UPDATE: ING Returns To Profit, But Is Hit By Property Losses
August 12 2009 - 4:33AM
Dow Jones News
Dutch bank ING Groep NV (ING) Wednesday said it had returned to
a profit in the second quarter after three consecutive quarters of
losses, but the profit was well below expectations due to real
estate writedowns at its banking business.
The bancassurer said it is seeing the first signs of recovery in
financial markets, but cautioned that it expects economic
conditions to remain challenging "for some time." It raised its
cost savings target by 30% to EUR1.3 billion, from EUR1 billion,
but scrapped its dividend due to the uncertain conditions.
ING said it booked a net profit of EUR71 million in the second
quarter, down from the EUR1.92 billion profit it made a year
earlier but well above the net loss of EUR793 million it posted in
the first quarter. The profits were largely driven by its insurance
unit, which saw low claims in the U.S. and managed to cut costs and
sales expenses.
However, the figure was well below analysts' expectations for a
net profit of EUR388 million as it wrote down EUR584 million on the
value of its property portfolio and made EUR852 million of new
provisions for potential losses on its loan book.
It said it expects loan losses to be about the same amount in
the second half of the year.
ING, which received a EUR10 billion Dutch state capital
injection in October last year and received a EUR27.7 billion state
guarantee on its Alt-A mortgage portfolio in January, is trying to
cut costs from its operations around the world and is also trying
to sell assets worth EUR6 billion to EUR8 billion.
It said it had managed to cut 8,219 jobs by the end of the
second quarter, ahead of its target of 7,000 job cuts by the end of
this year.
SNS Securities analyst Maarten Altena, who is maintianing an
accumulate rating on the stock even though results were below
expectations, said he was disappointed that the E.U. still hadn't
decided on the measures ING needs to take to get approval for the
state aid it received.
ING Chief Executive Jan Hommen said discussions with the
European Commission on the restructuring plan that is needed for
definite approval of the Dutch state support "will commence in the
coming weeks and it is uncertain what the outcome will be."

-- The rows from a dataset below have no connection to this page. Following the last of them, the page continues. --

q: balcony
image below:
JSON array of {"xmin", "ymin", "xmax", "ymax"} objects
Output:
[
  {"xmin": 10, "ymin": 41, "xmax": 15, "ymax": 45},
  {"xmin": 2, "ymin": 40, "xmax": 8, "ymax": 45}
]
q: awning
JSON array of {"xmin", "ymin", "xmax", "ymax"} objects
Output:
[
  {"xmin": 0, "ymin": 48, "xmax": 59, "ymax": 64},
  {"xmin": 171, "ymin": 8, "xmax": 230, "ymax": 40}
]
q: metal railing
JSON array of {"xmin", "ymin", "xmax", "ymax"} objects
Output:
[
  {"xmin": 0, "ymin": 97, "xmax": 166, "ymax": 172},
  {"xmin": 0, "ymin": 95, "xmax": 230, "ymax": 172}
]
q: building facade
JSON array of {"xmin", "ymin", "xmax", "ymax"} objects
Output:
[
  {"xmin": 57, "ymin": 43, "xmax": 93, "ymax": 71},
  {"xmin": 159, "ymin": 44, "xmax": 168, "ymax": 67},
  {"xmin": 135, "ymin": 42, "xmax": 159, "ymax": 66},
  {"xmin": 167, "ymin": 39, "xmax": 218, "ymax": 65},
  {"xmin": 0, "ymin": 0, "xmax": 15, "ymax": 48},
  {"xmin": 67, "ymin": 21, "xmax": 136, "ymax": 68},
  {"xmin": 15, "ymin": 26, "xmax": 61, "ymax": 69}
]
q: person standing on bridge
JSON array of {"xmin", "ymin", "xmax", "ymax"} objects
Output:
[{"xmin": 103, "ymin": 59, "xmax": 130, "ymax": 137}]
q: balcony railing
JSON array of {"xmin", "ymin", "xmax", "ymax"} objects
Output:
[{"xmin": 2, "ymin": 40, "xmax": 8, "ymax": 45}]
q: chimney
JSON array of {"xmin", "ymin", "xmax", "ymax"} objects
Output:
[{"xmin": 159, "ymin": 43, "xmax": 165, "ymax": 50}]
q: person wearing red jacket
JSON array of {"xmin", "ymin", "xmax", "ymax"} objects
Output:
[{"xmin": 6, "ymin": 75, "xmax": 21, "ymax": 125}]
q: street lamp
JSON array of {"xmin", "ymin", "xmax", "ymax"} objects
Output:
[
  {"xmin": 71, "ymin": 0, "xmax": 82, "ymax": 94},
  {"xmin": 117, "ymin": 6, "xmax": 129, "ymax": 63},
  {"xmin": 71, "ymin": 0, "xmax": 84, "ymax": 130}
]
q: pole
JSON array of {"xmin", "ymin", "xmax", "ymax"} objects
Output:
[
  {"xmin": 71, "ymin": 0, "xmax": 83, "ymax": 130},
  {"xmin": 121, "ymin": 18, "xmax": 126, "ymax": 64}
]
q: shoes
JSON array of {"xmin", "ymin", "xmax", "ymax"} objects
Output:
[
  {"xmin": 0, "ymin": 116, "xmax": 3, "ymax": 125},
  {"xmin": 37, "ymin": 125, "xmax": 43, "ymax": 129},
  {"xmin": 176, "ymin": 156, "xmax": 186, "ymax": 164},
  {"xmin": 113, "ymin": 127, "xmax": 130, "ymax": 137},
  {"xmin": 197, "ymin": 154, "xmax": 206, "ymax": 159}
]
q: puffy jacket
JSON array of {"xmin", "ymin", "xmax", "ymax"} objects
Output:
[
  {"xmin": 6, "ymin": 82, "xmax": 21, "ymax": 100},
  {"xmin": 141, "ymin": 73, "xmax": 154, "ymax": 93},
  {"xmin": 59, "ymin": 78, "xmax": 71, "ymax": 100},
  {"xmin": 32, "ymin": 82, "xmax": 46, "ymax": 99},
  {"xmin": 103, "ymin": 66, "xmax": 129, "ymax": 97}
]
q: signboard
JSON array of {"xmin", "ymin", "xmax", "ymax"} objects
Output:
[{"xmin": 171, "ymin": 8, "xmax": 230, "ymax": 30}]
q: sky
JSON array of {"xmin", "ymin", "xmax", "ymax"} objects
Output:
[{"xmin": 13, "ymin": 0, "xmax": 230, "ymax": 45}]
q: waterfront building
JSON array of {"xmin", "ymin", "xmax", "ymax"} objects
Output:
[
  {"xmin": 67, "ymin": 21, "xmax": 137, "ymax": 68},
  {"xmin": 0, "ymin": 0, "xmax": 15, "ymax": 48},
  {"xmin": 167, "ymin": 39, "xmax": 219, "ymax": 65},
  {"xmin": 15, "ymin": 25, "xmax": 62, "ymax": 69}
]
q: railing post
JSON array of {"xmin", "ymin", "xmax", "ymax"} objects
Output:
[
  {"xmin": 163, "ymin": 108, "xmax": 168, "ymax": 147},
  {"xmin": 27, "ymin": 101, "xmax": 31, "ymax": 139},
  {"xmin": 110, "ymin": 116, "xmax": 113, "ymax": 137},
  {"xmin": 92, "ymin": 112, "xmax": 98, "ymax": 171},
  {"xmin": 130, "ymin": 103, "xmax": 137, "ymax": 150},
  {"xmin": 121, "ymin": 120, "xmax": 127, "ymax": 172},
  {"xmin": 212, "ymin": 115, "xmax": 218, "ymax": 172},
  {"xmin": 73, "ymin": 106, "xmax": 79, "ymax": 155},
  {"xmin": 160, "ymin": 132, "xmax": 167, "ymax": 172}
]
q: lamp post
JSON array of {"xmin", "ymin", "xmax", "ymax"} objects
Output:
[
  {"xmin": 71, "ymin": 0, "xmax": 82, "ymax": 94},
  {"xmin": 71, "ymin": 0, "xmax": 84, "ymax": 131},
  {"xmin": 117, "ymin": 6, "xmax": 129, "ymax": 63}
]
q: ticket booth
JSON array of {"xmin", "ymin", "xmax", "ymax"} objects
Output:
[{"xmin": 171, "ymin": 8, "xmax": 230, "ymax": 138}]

In its statement, the company said the EC's decision "could lead
to significant changes for ING Group going forward," but Hommen
declined to elaborate.
The CEO said ING wants to repay the Dutch state support as soon
as possible, but couldn't say when because of the economic
uncertainty. He said the main priority is to keep ING viable.
At 0800 GMT, ING's shares were 6.9% lower at EUR8.49.